Facts: Nope. The small, red blisters that appear on the hands, feet, and often the throat with hand, foot, and mouth disease usually look a lot worse than they are, and they won't spread or cause scarring. In fact, the spots will naturally disappear when the Coxsackie virus that causes the illness runs its course, usually in about five days. In the meantime, though, the virus is highly contagious. "We often see outbreaks of the Coxsackie virus in day camps during the summer," says Robert Fink, M.D., an associate professor of clinical pediatrics at the Eastern Virginia Medical School, in Norfolk. This is because it can be caught from hand-to-hand contact (for instance, when kids are in close quarters at camp) and from saliva, which kids are exposed to when playing together in the pool or with water toys. Parenting.com: A no-panic guide to health scares

If your child does catch hand, foot, and mouth disease, she may have a fever and a nasty sore throat, so make her as comfortable as possible by giving her acetaminophen or ibuprofen for the fever and pain. Also, encourage her to eat ice pops and drink whatever she's willing to swallow -- including watered-down juice and milk shakes -- to prevent dehydration, which is often a concern when a sore throat is severe. If you're worried your child is dehydrated, call your pediatrician.

Mom worry: Is eating a hamburger that's not cooked enough a surefire way to get food poisoning?

Facts: Not necessarily. While an undercooked hamburger is a concern when it comes to food poisoning -- courtesy of the infamous E. coli bacteria -- an increasing number of food-borne illnesses are actually caused by produce. That's because bacteria can be spread from animal products to fruits and vegetables through contaminated water or soil -- and, of course, there can be cross-contamination in the kitchen. And once the bugs are there, they often stick tenaciously to the textured surfaces of produce, ultimately making you or your kids sick. Summer is a particularly dangerous time: When people bring food to parks and beaches, and don't keep it cool, bacteria can grow and multiply even more quickly. Parenting.com: The truth about superbugs

The fix? Practice excellent hygiene when preparing food.

• Scrub your hands with soap and warm water before touching any food -- and do it again before switching from handling meat to making a salad, for example.

• Wash whatever produce you buy, and don't assume it's clean because it's in an individual container or package. To prevent bacteria on the outside from getting inside, wash the outer shell of melons and the like before slicing into them.

• Have separate cutting boards -- one for meats, one for produce, and one for breads.

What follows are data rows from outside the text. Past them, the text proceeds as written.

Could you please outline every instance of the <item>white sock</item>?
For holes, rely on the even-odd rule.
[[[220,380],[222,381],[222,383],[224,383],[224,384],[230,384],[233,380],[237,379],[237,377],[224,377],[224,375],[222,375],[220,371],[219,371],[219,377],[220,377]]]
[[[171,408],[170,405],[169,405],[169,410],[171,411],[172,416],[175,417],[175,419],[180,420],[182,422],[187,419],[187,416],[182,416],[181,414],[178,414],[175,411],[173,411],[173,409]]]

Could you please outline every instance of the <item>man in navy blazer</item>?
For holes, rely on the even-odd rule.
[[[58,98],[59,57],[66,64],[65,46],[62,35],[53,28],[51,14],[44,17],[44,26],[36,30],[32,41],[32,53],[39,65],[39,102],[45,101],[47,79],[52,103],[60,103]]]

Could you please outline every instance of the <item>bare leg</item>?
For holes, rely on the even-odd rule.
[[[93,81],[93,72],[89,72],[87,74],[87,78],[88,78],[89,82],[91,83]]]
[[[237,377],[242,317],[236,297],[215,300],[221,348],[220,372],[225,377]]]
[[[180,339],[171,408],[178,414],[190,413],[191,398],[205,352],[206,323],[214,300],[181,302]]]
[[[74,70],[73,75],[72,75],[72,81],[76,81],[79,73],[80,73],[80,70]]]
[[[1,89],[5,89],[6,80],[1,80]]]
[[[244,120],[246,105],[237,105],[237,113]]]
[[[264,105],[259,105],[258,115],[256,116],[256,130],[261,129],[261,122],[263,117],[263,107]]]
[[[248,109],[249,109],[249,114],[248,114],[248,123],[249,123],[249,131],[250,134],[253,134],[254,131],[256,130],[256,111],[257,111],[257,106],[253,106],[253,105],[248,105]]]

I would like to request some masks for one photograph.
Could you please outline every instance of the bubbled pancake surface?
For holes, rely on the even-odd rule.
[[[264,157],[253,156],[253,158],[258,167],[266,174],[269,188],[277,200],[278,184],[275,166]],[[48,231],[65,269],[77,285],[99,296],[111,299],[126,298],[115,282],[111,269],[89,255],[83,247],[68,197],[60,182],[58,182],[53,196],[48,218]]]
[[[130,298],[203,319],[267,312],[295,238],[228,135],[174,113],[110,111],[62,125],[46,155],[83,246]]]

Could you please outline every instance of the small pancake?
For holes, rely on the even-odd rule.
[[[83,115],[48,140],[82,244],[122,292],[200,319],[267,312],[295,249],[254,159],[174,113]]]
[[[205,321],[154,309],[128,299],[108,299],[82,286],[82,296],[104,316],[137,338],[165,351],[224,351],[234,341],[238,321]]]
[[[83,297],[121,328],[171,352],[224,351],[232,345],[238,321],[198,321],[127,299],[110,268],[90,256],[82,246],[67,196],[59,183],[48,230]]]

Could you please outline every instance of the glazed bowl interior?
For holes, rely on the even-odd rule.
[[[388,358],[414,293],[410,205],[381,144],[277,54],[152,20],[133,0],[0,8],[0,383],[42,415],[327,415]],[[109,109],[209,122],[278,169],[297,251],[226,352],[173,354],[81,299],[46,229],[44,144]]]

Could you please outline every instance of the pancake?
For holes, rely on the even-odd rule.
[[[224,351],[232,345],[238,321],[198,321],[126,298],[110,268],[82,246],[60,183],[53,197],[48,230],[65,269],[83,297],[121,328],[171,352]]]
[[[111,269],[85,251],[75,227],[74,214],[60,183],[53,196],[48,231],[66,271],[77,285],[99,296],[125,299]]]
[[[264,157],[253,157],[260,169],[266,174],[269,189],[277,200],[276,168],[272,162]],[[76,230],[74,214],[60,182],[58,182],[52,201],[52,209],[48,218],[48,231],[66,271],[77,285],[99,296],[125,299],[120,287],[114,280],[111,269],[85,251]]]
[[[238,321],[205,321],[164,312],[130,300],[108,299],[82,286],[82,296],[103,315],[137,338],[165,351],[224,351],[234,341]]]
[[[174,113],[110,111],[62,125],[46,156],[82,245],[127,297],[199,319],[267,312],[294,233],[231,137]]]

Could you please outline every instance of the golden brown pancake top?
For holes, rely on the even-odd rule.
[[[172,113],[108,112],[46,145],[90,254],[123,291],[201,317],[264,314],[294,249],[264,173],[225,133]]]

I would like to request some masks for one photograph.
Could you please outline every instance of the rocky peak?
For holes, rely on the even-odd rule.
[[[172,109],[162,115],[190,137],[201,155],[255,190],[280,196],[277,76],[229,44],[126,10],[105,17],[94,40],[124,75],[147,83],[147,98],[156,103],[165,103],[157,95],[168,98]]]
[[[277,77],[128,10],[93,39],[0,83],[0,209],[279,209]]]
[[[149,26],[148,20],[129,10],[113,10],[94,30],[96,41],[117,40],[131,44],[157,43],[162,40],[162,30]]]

• Always keep perishable food refrigerated until it's going to be eaten.

• If your child does get a food-borne illness, she'll probably experience diarrhea, cramping, and perhaps vomiting, sometimes along with a fever, usually for two to three days. To keep her hydrated, give her plenty of fluids, especially electrolyte solutions (such as Pedialyte), clear sodas like ginger ale, or white grape juice. Parenting.com: Kids and germs

• If the symptoms persist or if her eyes become sunken, her mouth is very dry, or she becomes listless, call your doctor right away -- she may need intravenous fluids to replace those she's lost. Also, if your child has bloody diarrhea, take her to the doctor immediately; this is a sign that she could have a more serious infection that may require quick treatment with antibiotics.